The term "spiroheterocycloalkyl" as used herein is a heterocycloalkyl group that shares a ring atom with the group to which it is attached. Spiroheterocycloalkyl groups can have 3 to 15 ring members. In a preferred embodiment, the spiroheterocycloalkyl group has 3 to 8 ring atoms selected from carbon, nitrogen, sulfur and oxygen and is monocyclic.
Where the compounds provided herein have sufficient basicity or acidity to form stable, non-toxic acid or base salts, it may be appropriate to prepare and administer the compounds in the form of pharmaceutically acceptable salts. Examples of pharmaceutically acceptable salts are organic acid addition salts with acids forming physiologically acceptable anions, such as tosylate, mesylate, acetate, citrate, malonate, tartrate, succinate, benzoate, ascorbate, alpha-ketoglutarate or alpha-glycerophosphate. Inorganic salts may also be formed, including hydrochloride, sulfate, nitrate, bicarbonate, and carbonate.
Pharmaceutically acceptable salts can be obtained using standard procedures well known in the art, for example by reacting a sufficiently basic compound such as an amine with a suitable acid providing a physiologically acceptable anion. Alkali metal salts (e.g., sodium, potassium or lithium salts) or alkaline earth metal salts (e.g., calcium salts) of carboxylic acids may also be prepared.

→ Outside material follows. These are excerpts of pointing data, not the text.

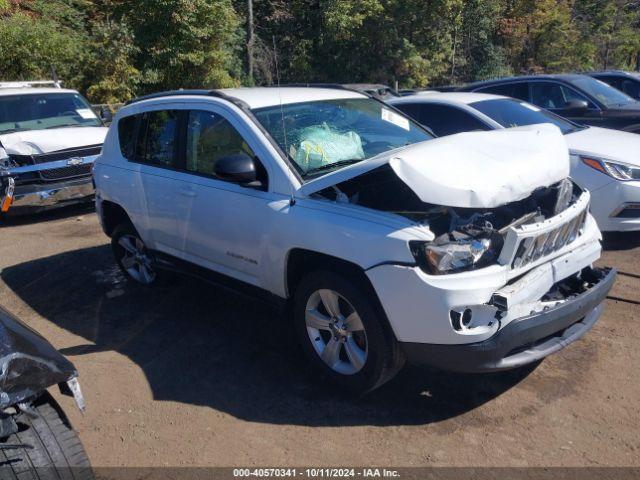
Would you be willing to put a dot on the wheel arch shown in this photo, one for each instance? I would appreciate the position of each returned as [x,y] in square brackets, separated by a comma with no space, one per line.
[112,215]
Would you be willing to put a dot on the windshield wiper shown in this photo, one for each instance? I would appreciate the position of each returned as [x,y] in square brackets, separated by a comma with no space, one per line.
[329,166]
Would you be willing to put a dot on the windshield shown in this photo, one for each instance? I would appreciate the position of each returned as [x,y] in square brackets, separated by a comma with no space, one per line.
[324,135]
[34,111]
[514,113]
[602,92]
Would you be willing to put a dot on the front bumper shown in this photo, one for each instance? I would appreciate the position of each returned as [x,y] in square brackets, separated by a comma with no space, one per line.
[37,197]
[522,341]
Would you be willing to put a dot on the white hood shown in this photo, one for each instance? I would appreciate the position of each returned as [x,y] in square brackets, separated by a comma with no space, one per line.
[607,144]
[472,170]
[34,142]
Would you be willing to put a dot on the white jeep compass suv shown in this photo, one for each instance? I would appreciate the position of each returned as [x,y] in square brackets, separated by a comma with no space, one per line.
[471,253]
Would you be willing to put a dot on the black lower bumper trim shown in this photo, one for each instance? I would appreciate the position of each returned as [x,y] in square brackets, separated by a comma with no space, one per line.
[524,340]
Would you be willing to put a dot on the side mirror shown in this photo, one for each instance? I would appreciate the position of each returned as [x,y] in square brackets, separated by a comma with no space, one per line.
[237,168]
[576,107]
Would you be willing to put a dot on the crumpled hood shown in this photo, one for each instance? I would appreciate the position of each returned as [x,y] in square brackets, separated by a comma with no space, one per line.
[34,142]
[606,143]
[474,169]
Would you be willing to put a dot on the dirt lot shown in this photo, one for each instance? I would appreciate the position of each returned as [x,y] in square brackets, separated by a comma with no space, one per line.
[193,375]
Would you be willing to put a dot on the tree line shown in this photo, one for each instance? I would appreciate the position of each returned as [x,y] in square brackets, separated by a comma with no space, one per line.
[113,50]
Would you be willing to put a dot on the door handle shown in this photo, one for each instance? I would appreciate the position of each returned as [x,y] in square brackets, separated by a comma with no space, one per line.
[188,192]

Pharmaceutically acceptable base addition salts can be prepared from inorganic and organic bases. Salts prepared from inorganic bases may include, but are not limited to, sodium, potassium, lithium, ammonium, calcium, or magnesium salts. Salts derived from organic bases may include, but are not limited to, salts of primary, secondary or tertiary amines such as alkylamines, dialkylamines, trialkylamines, substituted alkylamines, di (substituted alkyl) amines, tri (substituted alkyl) amines, alkenylamines, dienylamine, trialkenylamine, substituted alkenylamines, di (substituted alkenyl) amines, tri (substituted alkenyl) amines, cycloalkylamines, di (cycloalkyl) amines, tri (cycloalkyl) amines, substituted cycloalkylamines, di-substituted cycloalkylamines, trisubstituted cycloalkylamines, cycloalkenyl amines, di (cycloalkenyl) amines, tri (cycloalkenyl) amines, substituted cycloalkenyl amines, disubstituted cycloalkenyl amines, trisubstituted cycloalkenyl amines, arylamines, diarylamines, triarylamines, diheteroarylamines, triheteroarylamines, heterocycloalkylamines, bicycloalkylamines, trisheterocycloalkylamines, or mixed diamines and triamines, wherein at least two substituents on the amines may be different and may be alkyl, substituted alkenyl, cycloalkyl, substituted cycloalkenyl, aryl, heteroaryl, etc. Also included are amines in which two or three substituents together with the amino nitrogen form a heterocycloalkyl or heteroaryl group. Non-limiting examples of amines may include isopropylamine, trimethylamine, diethylamine, tri (isopropyl) amine, tri (N-propyl) amine, ethanolamine, 2-dimethylaminoethanol, trimethylamine, lysine, arginine, histidine, caffeine, procaine, hydramine (choline), betaine, ethylenediamine, glucosamine, N-alkyl glucosamine, theobromine, purine, piperazine, piperidine, morpholine, N-ethylpiperidine, and the like. Other carboxylic acid derivatives may be useful, for example carboxylic acid amides including formamide, lower alkyl formamide or dialkyl formamide, and the like.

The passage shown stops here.